The Pal’s principal business was surrounded around the Kamala river port of Bikrampur, which was known as the Second Kolkata. Betelnuts, mustard, lentils etc would arrive from Barisal or Chandpur, and would be traded with Kolkata. Almost 20,000 laborers worked daily at this port, where the second largest wholesalers were the Pals. They set up warehouses at places as far as Barisal, Jhalokathhi or Shwarupkathhi, or Chandpur. Kamini Pal also became the most prominent money-lender. Dwarkanath became a prominent dealer in Kerosene oil. Other brothers also chipped in here and there. Business for the Pals was running well.
After the Partition of India, a large section of the family moved to Kolkata. Those who remained to protect the family businesses, soon found it difficult, as business with Kolkata became complicated. They had to explore new business avenues, but that wasn’t too easy.
In 1971, Hindus were being tortured or killed, their businesses were being shut down, their houses were being torched. The Pal estate being protected with a strong high boundary wall became a safe refuge, not only for members of this family, but for members of extended families, and also for friends and their families. About 500 people had found safe shelter here, until one dark night, when the Pakistani Army entered the compounds, killed several family members, and set the main houses of fire. The entire clan moved to India through Agartala.

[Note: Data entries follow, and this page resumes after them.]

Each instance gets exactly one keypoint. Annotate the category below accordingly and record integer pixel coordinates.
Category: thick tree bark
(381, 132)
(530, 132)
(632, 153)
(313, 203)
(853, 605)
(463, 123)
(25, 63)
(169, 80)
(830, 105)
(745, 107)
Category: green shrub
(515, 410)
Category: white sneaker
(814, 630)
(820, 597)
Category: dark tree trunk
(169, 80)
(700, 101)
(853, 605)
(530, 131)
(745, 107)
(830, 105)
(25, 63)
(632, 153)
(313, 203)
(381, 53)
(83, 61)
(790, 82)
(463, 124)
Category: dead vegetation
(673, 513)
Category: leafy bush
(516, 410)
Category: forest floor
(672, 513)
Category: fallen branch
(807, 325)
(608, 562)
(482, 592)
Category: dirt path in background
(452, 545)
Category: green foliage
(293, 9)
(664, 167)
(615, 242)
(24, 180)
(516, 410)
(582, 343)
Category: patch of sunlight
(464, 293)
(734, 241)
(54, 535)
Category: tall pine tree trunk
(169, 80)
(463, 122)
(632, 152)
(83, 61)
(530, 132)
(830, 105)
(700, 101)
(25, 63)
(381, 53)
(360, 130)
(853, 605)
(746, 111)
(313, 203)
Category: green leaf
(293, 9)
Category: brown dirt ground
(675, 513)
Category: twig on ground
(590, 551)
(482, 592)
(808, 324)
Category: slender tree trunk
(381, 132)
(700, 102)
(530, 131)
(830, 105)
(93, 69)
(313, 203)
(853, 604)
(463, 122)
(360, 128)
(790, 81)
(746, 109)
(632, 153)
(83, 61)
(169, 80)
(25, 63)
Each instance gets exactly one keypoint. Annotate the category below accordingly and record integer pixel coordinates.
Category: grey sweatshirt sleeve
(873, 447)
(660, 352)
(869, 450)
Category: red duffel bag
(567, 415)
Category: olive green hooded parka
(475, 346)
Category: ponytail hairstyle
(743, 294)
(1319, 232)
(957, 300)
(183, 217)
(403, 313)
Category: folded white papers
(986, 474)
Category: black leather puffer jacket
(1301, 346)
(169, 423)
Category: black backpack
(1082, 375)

Almost two years later, Shashadhar Pal, the second son of Dwarkanath Pal, who by then was head of the clan, returned with his family. But by this time major parts of the estate had been grabbed and taken over by others. He tried to revive some of the businesses, but did not quite succeed. His family members went back to Kolkata, but he decided to stay back, reminiscing his childhood memories, and gradually selling off part of their properties. He lived either in one of the houses within this estate, or in the other Pal House, which also was built by his uncle Kamini Pal several decades ago. He passed away in the late 1990s.